Gelegenheits- und andere ZEN-Gedichte

Vermutlich hat die geschriebene Literatur mit einem Gedicht begonnen. Dafür spricht seine Kürze und die geballte Kraft seiner Aussage. Man konnte auf kleinem Raum große Wirkungen erzielen.

Man könnte vermuten, dass das Wort Gedicht etymologisch mit verdichten und gedeihen zu tun hat, doch diese sprachliche Ähnlichkeit hat sich erst später ergeben. Dichten geht zurück auf das banale lateinische dictare.

Schade, denn in dieser Doppelbedeutung des althochdeutschen Wortes thihan verdeutlicht, was ein Gedicht ist oder sein sollte, etwas Verdichtetes, das Ausdruck ist eines schöpferischen Prozesses. Und wenn man die Verwandtschaft des Wortes ‚gediegen‘ dazu nimmt, dass es auch noch Qualität besitzt.

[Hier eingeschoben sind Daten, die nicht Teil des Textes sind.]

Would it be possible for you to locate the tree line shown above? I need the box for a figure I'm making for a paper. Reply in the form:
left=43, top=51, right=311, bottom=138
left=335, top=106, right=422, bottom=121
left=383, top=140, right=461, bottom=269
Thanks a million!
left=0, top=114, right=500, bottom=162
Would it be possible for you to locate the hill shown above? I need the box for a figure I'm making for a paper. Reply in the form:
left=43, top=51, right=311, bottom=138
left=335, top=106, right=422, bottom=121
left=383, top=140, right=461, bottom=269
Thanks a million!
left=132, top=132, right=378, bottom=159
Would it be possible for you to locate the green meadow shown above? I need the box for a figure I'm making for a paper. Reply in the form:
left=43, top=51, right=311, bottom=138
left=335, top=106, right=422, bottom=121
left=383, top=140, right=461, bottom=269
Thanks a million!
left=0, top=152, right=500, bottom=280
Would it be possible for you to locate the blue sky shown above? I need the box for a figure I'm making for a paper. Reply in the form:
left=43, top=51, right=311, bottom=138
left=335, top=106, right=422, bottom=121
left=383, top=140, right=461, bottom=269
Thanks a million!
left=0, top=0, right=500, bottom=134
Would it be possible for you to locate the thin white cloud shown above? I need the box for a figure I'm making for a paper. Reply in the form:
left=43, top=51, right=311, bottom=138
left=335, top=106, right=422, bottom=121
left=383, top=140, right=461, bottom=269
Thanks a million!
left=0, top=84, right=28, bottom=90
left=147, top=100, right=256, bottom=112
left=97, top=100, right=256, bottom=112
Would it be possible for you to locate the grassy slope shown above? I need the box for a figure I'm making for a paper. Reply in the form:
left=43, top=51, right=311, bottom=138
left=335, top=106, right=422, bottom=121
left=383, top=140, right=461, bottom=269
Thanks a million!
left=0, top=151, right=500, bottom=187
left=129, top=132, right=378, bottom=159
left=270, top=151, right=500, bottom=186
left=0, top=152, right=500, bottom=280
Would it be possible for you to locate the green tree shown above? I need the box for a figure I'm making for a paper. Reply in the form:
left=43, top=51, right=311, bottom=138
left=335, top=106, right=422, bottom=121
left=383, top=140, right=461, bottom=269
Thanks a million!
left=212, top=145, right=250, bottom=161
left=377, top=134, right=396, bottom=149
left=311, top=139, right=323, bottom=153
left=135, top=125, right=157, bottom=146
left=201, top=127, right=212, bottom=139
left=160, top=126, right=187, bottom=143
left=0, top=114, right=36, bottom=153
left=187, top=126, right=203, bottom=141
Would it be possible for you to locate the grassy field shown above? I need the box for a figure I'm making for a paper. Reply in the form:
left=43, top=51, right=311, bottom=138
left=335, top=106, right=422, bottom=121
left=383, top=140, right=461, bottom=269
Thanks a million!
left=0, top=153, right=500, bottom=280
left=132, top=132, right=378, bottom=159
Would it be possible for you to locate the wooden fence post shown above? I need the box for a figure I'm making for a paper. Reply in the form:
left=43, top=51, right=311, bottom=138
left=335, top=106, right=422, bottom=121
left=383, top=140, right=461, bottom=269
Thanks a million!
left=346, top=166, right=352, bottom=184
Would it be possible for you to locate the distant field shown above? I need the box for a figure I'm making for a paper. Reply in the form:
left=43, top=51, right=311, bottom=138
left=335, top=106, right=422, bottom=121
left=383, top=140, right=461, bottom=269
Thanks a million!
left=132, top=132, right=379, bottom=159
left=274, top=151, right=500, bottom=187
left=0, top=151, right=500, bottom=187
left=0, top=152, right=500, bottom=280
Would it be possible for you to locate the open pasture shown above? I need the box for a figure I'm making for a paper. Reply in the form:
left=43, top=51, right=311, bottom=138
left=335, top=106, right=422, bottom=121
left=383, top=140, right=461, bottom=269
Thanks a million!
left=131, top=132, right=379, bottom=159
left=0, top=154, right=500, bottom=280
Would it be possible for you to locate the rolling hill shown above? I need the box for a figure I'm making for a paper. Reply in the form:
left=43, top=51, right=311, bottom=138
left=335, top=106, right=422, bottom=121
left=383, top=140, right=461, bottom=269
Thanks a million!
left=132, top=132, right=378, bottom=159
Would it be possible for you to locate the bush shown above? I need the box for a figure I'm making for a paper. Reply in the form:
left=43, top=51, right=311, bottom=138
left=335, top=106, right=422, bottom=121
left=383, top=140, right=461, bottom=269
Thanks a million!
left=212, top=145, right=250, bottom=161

Ein Leser mag sich fragen, warum schreibt jemand ein Gedicht und sagt nicht einfach in Prosa, was er sagen will? Will er durch die Gedichtform seine Aussage aufwerten? Es hat einen anderen Grund. Die Regeln, die Einschränkungen, die man wählt und denen man sich aussetzt, wenn man an einem Gedicht arbeitet, fördern das Schöpferische.

Was hat das mit Zen zu tun? Man könnte Zen definieren als konzentriertes, verdichtetes, intensives Leben (Dogen). Schon hier zeigt sich die Nähe zum Gedicht und anderen Werken der Kunst. Und viele Zen-Meister sagten das, was sie sagen wollten, in höchst komprimierter Form, in einem kurzen Satz oder in einem Wort.

Und ein Leben mit und in Zen ist geeignet die Quelle des Schöpferischen durchlässig und frei zu machen. Man kann jemandem, der ein schöpferisches Leben führt oder führen möchte, empfehlen, Zen zu praktizieren. Die Frage ist allerdings, wo findet man dieses Zen, das sich nicht früher oder später als Sackgasse erweist?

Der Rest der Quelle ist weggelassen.